I was assured that the people in the office would be on the lookout for me. My wife said, when she handed me the papers, that she would call ahead and tell them, "Look for a clueless guy with a note from me and give him the paper he needs. He’s my husband and can’t speak Korean well enough to fill out this sort of paperwork on his own." The note she gave me basically said the same thing.

When I got to the office, I walked up, presented my note, presented the Korean ID, and waited. Whatever was supposed to happen when I had preformed this task didn’t come into being. The guy sort of looked at me, looked at the ID, then asked me for my wife’s phone number. She hadn’t called yet, and she was in class!
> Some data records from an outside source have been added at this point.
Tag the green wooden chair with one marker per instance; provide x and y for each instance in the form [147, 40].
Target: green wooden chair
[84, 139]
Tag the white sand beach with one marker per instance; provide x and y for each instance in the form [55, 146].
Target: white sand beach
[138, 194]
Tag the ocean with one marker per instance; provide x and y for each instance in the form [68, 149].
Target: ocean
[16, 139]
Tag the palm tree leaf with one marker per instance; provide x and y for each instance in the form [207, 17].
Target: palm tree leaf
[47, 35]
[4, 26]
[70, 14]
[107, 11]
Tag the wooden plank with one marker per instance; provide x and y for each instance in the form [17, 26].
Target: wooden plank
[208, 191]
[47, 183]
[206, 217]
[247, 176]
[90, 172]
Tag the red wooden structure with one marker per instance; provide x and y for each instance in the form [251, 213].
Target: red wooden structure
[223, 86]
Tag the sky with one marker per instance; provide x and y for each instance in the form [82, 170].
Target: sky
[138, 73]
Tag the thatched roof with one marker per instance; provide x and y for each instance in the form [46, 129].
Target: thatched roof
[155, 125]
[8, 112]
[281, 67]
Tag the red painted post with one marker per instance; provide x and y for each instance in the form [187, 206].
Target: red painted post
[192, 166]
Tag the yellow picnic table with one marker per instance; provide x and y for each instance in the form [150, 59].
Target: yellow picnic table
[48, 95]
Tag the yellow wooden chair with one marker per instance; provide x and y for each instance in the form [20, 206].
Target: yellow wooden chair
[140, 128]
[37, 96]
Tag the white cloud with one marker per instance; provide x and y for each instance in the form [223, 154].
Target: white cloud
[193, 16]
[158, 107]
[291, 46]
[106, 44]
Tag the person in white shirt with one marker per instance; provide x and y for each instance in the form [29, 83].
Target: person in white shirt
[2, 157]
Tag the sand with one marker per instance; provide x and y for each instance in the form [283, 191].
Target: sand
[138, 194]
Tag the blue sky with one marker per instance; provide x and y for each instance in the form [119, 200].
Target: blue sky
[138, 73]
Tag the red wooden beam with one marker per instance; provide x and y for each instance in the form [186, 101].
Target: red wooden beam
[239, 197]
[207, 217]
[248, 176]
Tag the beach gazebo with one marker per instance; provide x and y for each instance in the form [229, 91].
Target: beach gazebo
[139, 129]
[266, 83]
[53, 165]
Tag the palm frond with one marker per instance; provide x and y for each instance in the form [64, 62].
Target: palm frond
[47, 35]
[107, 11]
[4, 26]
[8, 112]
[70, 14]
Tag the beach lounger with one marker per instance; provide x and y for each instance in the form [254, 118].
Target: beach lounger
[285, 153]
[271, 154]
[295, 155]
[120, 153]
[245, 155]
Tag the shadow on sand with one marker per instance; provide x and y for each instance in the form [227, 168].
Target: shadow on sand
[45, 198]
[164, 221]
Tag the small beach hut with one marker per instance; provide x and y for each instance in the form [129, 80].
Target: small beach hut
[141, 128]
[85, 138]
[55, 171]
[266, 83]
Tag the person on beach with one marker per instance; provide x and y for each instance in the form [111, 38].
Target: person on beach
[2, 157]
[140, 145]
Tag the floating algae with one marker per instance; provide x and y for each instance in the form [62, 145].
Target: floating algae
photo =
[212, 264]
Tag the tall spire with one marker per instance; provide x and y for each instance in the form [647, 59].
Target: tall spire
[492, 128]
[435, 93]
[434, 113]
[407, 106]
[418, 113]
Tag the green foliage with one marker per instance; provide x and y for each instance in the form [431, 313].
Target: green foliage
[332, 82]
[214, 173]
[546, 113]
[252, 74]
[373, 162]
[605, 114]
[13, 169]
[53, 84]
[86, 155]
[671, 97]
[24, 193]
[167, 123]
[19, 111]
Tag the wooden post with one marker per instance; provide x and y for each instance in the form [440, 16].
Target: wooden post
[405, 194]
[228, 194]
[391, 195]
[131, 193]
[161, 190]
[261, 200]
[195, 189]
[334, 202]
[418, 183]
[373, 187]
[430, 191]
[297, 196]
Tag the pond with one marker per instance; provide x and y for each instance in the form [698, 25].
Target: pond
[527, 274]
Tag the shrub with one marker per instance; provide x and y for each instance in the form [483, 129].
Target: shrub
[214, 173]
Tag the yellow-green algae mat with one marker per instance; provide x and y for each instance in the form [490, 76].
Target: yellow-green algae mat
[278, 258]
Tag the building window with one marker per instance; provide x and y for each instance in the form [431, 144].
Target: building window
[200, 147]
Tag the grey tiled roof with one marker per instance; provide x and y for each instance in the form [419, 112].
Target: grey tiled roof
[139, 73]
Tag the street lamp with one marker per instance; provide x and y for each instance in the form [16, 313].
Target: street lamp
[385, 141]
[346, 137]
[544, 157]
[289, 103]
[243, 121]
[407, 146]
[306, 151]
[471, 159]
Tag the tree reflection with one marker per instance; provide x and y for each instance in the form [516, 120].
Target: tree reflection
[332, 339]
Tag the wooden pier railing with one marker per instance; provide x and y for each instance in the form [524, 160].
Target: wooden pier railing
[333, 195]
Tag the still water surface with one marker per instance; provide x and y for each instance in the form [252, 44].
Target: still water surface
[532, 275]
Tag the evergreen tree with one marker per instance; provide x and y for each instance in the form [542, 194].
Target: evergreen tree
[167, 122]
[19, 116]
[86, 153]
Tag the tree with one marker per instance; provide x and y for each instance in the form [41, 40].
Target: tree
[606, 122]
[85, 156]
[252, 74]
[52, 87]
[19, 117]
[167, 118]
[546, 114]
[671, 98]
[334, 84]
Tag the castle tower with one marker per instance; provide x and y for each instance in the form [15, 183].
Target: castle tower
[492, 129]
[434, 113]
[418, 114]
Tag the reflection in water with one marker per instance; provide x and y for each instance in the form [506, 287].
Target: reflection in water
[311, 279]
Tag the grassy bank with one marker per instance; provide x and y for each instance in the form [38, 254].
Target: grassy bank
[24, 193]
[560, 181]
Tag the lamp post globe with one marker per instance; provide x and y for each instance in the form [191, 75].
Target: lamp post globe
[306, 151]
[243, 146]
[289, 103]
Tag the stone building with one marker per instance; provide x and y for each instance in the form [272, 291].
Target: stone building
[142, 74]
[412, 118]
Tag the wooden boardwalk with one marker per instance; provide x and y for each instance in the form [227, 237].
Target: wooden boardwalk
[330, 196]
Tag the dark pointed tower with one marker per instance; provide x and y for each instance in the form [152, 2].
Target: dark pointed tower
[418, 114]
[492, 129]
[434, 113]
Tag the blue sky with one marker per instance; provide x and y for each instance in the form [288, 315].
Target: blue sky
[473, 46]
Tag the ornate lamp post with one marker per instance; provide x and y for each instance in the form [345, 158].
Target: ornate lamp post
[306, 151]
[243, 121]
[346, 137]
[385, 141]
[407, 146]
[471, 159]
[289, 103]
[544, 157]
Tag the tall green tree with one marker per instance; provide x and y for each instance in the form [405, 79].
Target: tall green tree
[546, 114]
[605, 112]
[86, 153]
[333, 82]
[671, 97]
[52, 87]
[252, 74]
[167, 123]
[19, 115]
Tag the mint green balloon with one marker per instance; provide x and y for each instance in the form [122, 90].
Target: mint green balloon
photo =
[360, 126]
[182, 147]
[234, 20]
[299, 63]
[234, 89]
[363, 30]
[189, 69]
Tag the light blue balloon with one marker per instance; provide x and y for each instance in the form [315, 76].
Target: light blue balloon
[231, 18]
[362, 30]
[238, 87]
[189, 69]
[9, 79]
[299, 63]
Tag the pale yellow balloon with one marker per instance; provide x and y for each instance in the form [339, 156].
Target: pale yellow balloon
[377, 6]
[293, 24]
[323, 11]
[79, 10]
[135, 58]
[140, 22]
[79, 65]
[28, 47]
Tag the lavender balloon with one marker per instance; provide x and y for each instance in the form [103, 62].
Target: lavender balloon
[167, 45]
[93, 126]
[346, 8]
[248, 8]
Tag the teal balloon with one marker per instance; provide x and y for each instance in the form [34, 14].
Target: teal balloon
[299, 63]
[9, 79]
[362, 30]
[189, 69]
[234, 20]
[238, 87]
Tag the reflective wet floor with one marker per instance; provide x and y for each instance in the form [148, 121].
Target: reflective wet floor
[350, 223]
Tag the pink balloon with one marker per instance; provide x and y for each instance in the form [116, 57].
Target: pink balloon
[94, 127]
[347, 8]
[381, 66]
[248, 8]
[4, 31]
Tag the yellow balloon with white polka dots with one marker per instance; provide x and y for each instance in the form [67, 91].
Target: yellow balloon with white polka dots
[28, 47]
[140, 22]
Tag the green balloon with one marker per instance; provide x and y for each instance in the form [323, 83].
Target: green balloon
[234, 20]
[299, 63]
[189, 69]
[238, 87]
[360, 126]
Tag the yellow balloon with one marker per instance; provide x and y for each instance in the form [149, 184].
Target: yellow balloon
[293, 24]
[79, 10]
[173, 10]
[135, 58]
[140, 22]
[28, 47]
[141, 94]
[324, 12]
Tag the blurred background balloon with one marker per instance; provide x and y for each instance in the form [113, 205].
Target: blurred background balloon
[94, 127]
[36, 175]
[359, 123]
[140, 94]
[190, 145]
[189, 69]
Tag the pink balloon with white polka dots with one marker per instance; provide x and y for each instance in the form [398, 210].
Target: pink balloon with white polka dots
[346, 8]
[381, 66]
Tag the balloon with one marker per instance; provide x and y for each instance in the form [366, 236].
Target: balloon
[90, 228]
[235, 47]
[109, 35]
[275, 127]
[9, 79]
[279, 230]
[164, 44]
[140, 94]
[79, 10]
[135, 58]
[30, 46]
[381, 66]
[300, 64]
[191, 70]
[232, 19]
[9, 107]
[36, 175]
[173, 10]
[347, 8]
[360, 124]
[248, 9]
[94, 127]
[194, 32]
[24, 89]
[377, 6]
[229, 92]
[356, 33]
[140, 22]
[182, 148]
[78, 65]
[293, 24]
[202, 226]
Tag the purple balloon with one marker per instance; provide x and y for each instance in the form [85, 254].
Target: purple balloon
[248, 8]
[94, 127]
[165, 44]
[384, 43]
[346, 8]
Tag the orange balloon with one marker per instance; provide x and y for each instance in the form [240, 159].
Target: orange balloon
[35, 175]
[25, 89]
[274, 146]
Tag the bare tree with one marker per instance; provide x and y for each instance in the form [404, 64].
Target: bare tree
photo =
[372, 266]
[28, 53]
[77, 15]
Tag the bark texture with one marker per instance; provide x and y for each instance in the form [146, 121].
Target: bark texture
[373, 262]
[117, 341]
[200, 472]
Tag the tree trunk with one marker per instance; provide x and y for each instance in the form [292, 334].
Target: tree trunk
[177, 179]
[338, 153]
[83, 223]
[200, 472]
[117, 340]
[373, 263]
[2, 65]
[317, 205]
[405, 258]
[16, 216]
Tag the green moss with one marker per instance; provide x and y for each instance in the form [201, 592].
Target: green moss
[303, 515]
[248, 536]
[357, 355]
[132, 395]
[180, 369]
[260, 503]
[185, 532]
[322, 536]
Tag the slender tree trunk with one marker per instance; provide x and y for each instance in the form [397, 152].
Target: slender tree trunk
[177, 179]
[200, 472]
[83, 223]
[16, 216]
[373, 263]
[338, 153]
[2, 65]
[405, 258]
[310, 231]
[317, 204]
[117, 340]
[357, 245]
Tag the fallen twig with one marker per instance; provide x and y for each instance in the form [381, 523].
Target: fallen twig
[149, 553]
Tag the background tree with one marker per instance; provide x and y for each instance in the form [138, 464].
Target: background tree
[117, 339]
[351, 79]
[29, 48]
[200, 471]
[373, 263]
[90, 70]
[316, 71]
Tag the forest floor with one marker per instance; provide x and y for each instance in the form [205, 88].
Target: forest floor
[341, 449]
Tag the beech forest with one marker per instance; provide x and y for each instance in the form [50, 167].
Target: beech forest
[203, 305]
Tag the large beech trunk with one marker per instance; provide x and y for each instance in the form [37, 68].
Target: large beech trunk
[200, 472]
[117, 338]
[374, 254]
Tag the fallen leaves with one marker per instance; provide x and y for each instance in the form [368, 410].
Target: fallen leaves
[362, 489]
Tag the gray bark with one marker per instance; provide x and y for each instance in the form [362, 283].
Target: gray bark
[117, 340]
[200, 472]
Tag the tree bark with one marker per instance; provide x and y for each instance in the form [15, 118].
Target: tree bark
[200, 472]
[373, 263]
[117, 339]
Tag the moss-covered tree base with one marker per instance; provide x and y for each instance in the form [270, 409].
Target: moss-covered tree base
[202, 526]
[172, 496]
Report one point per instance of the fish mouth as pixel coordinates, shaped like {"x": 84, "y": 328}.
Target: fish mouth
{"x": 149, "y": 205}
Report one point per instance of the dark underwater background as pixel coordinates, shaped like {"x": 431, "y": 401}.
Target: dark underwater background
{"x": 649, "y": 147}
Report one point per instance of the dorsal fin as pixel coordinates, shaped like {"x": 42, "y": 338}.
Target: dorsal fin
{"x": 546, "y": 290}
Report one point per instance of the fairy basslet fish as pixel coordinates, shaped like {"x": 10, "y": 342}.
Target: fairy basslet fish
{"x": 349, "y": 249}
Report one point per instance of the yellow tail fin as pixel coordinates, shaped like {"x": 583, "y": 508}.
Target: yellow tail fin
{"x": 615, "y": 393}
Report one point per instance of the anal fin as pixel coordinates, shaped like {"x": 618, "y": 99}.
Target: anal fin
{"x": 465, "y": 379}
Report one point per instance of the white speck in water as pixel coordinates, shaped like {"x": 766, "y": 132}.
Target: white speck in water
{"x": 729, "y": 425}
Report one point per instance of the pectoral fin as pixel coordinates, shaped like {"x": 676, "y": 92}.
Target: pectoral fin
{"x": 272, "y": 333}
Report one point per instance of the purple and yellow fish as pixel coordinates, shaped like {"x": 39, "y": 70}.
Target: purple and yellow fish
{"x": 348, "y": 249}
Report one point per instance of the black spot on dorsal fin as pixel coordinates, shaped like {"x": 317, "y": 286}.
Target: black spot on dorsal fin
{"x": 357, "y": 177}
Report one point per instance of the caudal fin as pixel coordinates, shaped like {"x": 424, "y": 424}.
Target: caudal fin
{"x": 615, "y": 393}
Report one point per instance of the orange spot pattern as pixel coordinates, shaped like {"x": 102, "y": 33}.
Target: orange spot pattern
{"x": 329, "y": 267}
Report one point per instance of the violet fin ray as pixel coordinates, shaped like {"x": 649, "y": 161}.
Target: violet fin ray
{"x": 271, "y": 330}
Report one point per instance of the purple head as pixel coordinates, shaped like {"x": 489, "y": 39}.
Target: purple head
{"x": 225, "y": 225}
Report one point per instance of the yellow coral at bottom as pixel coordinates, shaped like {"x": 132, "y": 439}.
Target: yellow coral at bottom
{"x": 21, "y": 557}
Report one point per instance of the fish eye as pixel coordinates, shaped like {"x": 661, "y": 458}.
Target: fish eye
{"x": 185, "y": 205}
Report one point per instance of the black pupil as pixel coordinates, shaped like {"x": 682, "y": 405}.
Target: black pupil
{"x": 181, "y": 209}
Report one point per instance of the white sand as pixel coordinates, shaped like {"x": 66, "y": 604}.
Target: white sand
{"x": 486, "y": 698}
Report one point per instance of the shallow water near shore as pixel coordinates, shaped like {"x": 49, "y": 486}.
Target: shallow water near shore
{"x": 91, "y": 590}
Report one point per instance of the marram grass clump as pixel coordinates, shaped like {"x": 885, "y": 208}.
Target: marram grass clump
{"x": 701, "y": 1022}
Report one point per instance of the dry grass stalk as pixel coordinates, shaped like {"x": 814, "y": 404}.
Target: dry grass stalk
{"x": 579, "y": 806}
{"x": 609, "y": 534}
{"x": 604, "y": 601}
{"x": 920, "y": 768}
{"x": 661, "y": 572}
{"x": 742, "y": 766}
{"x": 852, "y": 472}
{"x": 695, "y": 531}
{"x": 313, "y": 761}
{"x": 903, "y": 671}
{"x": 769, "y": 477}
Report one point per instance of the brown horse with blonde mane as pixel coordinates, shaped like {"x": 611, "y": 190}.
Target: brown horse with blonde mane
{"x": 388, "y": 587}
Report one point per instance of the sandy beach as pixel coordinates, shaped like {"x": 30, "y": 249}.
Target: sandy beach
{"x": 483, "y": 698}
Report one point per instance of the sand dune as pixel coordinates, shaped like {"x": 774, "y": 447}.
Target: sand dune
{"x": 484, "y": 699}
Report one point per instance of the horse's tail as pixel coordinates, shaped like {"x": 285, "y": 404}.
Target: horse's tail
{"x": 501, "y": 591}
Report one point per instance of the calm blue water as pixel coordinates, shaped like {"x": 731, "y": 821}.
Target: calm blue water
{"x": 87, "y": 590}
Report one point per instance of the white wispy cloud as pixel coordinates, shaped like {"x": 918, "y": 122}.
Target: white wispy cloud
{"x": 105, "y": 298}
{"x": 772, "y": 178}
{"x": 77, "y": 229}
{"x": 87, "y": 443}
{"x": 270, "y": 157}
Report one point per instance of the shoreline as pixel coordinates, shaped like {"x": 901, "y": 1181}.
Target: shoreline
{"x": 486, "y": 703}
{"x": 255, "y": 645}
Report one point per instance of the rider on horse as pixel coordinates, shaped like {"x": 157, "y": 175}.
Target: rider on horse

He couldn’t get in touch with her. I fully expected to be told to get in touch with her to prove everything was legitimate before I could be given what I needed.

He asked for my foreigner ID, which was odd. It turns out he was trying to confirm my story. I think he looked up my marital status to see if our names matched.

I eventually got the paperwork. What pushed him over the edge, I think, was the fact that If I wasn’t the person I was claiming to be, who wrote the letter explaining why I was there?  I still needed someone to write the note that explained who I was, and why I needed the paperwork, because it was clearly beyond my ability.

Once again, playing dumb has saved me.